Music therapy is already an accepted means of treatment for such conditions as autism and PTSD in the military.  Neurologic Music Therapy is still in its earlier stages, though government-based studies note that, “from a neuroscientific perspective, indulging in music is considered as one of the best cognitive exercises.”  (However, it is partially because it is such a cognitive activity that it can be intolerable for those with tbi.)  As doctors learn to better treat veterans and others with hearing problems/ear disorders, by testing such treatments as sleeping with white noise, perhaps the healing benefit of song will have the chance to be experienced by all tbi patients.

(The National Center for Biotechnology Information, part of the National Institute of Health, just posted the results of a study that shows that tbi can cause musical halluciations.  Tinnitus and music hallucinations have the commonality of “hearing” an often intolerable imagined sound, but both stop short of psychosis, as the patients ultimately realize the true source of the “sound”.)

Sit Down and Breathe

The easiest way to heal from a brain injury is simply to replace the injured parts of the brain.  Though this thought may seem both impossible and simply weird, scientists are now learning how to replace, or rather regrow, the brain in the healing of traumatic brain injury.

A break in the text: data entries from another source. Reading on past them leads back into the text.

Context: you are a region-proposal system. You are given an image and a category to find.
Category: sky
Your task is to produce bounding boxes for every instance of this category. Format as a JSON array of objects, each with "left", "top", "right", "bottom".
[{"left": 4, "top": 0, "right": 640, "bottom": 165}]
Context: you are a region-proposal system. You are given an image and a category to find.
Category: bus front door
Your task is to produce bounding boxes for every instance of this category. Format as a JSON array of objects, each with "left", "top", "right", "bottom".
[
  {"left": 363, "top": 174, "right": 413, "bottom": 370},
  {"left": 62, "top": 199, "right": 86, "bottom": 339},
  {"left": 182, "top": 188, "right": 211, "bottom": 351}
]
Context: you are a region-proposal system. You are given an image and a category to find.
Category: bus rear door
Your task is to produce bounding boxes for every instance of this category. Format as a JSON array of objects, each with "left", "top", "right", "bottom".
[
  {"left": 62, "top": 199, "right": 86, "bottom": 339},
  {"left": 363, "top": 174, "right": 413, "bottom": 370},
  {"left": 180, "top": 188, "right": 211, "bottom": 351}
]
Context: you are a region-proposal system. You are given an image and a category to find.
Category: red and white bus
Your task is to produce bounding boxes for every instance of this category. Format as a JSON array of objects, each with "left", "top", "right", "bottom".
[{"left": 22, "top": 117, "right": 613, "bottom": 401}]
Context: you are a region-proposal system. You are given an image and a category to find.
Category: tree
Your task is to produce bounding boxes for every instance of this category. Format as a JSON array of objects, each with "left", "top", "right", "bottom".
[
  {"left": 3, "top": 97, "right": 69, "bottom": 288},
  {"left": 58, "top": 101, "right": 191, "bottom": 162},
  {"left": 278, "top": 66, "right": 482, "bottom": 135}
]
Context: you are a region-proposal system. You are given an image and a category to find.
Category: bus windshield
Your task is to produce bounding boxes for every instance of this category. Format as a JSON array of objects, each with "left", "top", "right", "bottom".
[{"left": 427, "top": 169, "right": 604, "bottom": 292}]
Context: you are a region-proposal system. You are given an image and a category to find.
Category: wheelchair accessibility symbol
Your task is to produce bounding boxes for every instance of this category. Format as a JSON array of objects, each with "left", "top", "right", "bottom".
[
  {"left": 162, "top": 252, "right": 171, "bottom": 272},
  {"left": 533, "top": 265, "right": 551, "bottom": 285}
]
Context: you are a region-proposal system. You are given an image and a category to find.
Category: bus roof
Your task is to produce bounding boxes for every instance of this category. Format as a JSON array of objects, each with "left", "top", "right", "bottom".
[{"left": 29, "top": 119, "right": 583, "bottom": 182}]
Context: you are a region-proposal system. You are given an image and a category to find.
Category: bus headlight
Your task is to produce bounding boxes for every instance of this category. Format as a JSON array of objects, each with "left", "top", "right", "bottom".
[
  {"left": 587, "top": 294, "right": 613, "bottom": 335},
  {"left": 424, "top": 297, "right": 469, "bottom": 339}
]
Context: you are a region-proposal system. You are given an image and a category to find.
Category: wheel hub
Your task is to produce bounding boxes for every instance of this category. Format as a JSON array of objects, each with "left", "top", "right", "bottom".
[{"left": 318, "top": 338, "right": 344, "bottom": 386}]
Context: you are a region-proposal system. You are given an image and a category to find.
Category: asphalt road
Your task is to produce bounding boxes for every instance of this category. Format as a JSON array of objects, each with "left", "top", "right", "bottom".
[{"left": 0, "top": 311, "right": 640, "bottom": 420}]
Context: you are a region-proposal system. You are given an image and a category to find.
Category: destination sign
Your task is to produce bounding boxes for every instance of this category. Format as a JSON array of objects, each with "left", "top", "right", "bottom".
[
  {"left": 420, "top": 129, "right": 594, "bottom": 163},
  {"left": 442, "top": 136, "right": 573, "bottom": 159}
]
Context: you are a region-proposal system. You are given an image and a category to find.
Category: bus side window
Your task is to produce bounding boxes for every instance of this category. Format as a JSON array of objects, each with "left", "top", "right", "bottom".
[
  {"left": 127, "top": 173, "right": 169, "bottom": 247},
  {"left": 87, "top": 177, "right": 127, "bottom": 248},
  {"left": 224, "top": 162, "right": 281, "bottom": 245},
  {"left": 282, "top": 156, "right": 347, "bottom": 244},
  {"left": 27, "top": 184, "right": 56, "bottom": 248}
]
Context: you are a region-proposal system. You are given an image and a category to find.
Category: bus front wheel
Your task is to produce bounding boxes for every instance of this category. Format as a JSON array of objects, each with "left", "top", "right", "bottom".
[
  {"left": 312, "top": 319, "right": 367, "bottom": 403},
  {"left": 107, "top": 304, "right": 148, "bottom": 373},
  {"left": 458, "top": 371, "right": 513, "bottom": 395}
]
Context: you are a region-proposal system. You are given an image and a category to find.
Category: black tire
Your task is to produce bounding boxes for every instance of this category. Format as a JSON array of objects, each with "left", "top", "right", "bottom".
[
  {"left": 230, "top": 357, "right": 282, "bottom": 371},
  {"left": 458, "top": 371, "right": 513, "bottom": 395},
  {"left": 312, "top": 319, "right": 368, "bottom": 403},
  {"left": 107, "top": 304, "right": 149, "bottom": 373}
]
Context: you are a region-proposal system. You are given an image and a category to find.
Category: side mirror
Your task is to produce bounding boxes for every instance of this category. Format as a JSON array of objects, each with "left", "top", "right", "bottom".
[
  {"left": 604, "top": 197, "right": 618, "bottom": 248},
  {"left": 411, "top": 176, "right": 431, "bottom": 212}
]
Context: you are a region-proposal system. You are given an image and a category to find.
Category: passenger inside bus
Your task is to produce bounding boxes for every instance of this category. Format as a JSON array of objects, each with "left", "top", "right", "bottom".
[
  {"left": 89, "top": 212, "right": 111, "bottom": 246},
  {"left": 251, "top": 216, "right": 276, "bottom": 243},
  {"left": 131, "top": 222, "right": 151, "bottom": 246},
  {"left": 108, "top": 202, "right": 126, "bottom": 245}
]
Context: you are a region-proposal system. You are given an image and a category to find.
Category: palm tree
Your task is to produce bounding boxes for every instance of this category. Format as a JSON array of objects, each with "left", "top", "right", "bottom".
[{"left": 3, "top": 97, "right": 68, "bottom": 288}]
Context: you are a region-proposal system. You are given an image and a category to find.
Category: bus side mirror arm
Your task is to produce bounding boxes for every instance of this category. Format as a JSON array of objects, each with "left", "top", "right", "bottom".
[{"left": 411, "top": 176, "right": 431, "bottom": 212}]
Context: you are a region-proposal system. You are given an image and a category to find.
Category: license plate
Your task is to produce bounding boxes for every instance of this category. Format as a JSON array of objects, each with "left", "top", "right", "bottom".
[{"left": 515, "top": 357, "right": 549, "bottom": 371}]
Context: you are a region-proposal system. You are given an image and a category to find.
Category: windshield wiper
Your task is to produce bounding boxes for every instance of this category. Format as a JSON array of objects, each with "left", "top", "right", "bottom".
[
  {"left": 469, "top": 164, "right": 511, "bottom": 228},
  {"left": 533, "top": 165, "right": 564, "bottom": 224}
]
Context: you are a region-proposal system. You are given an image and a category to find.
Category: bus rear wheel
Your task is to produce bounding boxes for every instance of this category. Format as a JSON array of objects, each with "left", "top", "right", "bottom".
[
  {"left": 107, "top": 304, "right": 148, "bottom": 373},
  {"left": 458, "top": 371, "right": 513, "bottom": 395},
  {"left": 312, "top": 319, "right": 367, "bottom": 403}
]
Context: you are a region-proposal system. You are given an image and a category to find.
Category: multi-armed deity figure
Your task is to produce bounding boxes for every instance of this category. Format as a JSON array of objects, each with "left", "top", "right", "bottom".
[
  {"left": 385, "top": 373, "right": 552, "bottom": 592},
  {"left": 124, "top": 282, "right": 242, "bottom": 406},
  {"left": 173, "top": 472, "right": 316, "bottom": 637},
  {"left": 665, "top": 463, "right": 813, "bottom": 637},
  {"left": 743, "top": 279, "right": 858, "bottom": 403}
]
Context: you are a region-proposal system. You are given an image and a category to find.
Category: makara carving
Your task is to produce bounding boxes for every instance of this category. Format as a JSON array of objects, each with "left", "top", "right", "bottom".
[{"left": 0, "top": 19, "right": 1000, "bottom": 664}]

Specifically, it is well-known that human life depends of the inhalation of oxygen.  Oxygen also helps the body heal, as it is transported through the body in red blood cells.  Leveraging this healing process, hyperbaric oxygen therapy (HBOT) has been developed as a medical treatment in which one is encapsulated in a room or chamber filled with 100% oxygen.  (The air humans typically inhale is only about 20% oxygen.)  Additionally, HBOT has three times more air pressure than is typically experienced.  Increased inhalation of oxygen means that it is not only transported through red blood cells, but also, “into all of the body’s fluids, the plasma, the central nervous system fluids, the lymph, and the bone.”  More oxygen means more opportunities to aid healing, even while appropriate oxygen is still provided to the lungs.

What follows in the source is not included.